I Helped Break Frank Luntz
I was one of the people who broke Frank Luntz.
The day before Biden's inauguration, I was part of a virtual focus group about the current state of our country. It resulted in headlines like "Ex-GOP pollster Frank Luntz says 'I don't want to do this anymore' after 'unity' themed focus group goes off the rails," and "GOP pollster: Biden will struggle to unify U.S., middle ground post-Trump 'doesn't exist.'"
And ... yeah, it was as bad as it sounds.
For long stretches, so many people were trying to scream at the same time that you could hardly even tell what was going on. At one point, a woman mocked a man who lost his mother to COVID-19.
The main thing it confirmed for me was that Trump voters are exactly who I think they are.
So how did I get on this panel? Well, I am, in fact, an independent-leans-Dem Wisconsin voter. (I have bounced back and forth between registered Dem and registered independent for most of my adult life. I most recently left the Democratic Party when I was still in West Virginia, because of WV Dems' failure to stand up for abortion rights, but I digress.) I may not be exactly what people picture when they imagine an independent Wisconsin voter, but I can't help other people's preconceptions, now can I?
I'm not even sure how I got on Frank Luntz's email list, but the same can be said for most email lists I'm on.

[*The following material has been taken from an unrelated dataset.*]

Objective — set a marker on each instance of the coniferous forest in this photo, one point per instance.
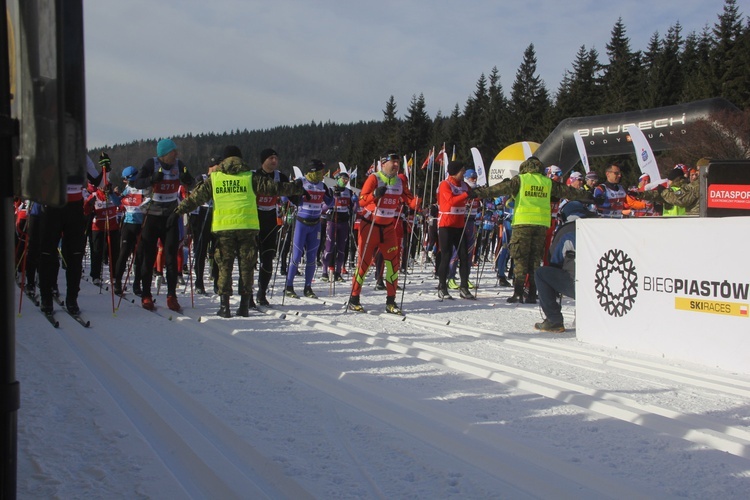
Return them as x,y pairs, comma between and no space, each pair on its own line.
674,68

I usually just ignore these emails but decided to fill this one out. To be honest, I thought we would be paid for our time. (We weren't.) But the email confirming it said we would be talking directly to some members of Congress, so I was like, "Alright, let's do it." As you can imagine, I have a lot to say about everything that's going on in the world right now.

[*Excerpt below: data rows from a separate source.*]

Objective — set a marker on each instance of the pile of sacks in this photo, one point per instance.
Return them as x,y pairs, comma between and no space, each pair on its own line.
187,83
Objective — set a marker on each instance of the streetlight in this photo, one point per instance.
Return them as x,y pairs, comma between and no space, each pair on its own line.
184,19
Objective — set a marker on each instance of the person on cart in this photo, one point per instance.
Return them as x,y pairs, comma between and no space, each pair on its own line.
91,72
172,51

Within minutes, it was obvious there were some vocal psychos in the group, which is to be expected in basically any group of people talking about politics and definitely any group of people talking about politics who are dumb and brainwashed enough to believe the shit Trump used to tweet.

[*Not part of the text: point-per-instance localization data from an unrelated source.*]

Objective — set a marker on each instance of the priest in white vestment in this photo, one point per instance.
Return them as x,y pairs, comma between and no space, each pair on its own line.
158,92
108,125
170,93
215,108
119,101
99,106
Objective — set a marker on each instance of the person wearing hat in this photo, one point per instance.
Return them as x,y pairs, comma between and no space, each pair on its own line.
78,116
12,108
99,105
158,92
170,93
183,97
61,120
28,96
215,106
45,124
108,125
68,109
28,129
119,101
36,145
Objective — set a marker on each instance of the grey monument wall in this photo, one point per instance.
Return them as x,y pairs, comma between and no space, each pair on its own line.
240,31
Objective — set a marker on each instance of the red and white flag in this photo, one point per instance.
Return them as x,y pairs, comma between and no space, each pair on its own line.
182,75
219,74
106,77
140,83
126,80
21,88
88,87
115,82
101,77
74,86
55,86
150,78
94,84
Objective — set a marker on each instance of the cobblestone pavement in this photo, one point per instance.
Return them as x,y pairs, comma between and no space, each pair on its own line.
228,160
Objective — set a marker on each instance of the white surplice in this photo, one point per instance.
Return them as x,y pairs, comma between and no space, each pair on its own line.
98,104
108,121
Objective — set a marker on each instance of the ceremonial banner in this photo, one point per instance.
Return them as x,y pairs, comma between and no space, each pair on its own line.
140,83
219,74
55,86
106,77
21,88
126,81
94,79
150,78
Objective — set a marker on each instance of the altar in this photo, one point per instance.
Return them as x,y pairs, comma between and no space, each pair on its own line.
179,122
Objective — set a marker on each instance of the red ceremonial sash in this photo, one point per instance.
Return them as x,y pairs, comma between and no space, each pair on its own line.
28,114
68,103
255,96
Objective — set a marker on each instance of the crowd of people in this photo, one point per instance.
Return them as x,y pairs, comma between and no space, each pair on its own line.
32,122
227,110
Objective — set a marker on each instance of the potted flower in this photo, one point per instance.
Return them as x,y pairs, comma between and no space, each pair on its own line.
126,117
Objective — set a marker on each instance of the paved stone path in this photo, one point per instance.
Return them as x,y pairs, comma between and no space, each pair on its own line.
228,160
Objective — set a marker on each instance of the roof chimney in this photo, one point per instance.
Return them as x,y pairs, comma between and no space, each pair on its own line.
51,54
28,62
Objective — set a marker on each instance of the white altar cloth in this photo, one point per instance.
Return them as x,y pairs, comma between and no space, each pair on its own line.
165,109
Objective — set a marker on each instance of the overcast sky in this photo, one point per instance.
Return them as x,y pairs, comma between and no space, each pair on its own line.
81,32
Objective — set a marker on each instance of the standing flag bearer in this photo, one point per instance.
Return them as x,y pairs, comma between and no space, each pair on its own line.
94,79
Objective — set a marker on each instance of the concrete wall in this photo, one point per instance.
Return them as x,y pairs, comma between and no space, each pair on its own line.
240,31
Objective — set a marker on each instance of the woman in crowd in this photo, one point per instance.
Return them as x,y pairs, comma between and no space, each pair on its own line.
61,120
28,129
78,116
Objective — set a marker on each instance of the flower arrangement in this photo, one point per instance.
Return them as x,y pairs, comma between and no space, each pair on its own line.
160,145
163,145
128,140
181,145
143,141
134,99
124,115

Within 15 minutes, knowing they were being watched by members of Congress, the focus quickly devolved into basically the worst Thanksgiving dinner of all time. Imagine half your family is the terrible, racist drunk uncle, and they all showed up. And they are not about to let facts or visitors get in the way of their stupid bullshit.
Luntz asked us about things like the insurrection, COVID, Wall Street, and the economy. But most of the time, people just used those as jumping off points to yell about ... well, whatever they felt like yelling about. Often, conspiracy theories peddled by Trump and friends. Only one Trump voter on the call seemed sane, and he agreed with impeaching Trump and removing him from office for the attempted coup.
Here are some actual exchanges from the focus group (scroll down for a longer video). I recommend huffing something that will kill a few brain cells before jumping in.
“We’ve got to get a hold of COVID first… Trump kind of blew off COVID, he thought it was a big joke.” “Because it… https://t.co/49HrXpGimQ— Frank Luntz (@Frank Luntz) 1611160096.0
In conclusion: This is America. https://t.co/ssCbgh03zU— Frank Luntz (@Frank Luntz) 1611162946.0
Pamela from Texas has some REAL problems.
If you watch any of the videos, you will probably be surprised that you don't actually hear much of my voice. As y'all Wonkers know, I have lots of thoughts on the things we were talking about. But it was clear almost immediately that this was not going to be worth it, so I pretty much just sat back in my chair and started vaping. In the end, most of my contributions including rolling my eyes, laughing, and making sarcastic comments.
Some words for Frank Luntz
The other participants weren't the only people who pissed me off. Both during the call and media appearances since, Frank Luntz has used the group to bitch and moan about division.
About the group, he told CNBC,
"They don't see eye to eye. They don't find common ground. They actually seek to divide themselves," he said. "So, if somebody says something positive about corporations, the next person will say something negative. If somebody says we need to raise 'X,' they'll argue we need to cut 'Y.'"
And he's right about the division. He's right about our utter disdain for each other. But he, and so many other Republicans, still willfully refuse to see the damage they did to help get us to this point.
People like Frank Luntz spent their careers cultivating the "division" we see today. Yes, Donald Trump is an absolute horror show and a number of prominent Republicans and former Republicans have disavowed him. But you can draw a straight line from Rush Limbaugh and Newt Gingrich to Sarah Palin and Donald Trump.
In the mid-90s, Luntz was one of the main architects of Newt Gingrich's "Contract with America," pushing racist stereotypes in order to advocate bills doing things like increasing mass incarceration and taking money away from poor people. He advised other Republicans to "speak like Gingrich" and use terms meant to demonize Democrats and Democratic policies.
In 1990, he worked with pollster Frank Luntz to put out a memo of focus group-tested words for GOP candidates to use.
The cover letter, signed by Gingrich, was titled "Language, a Key Mechanism of Control" and encouraged candidates to "speak like Newt."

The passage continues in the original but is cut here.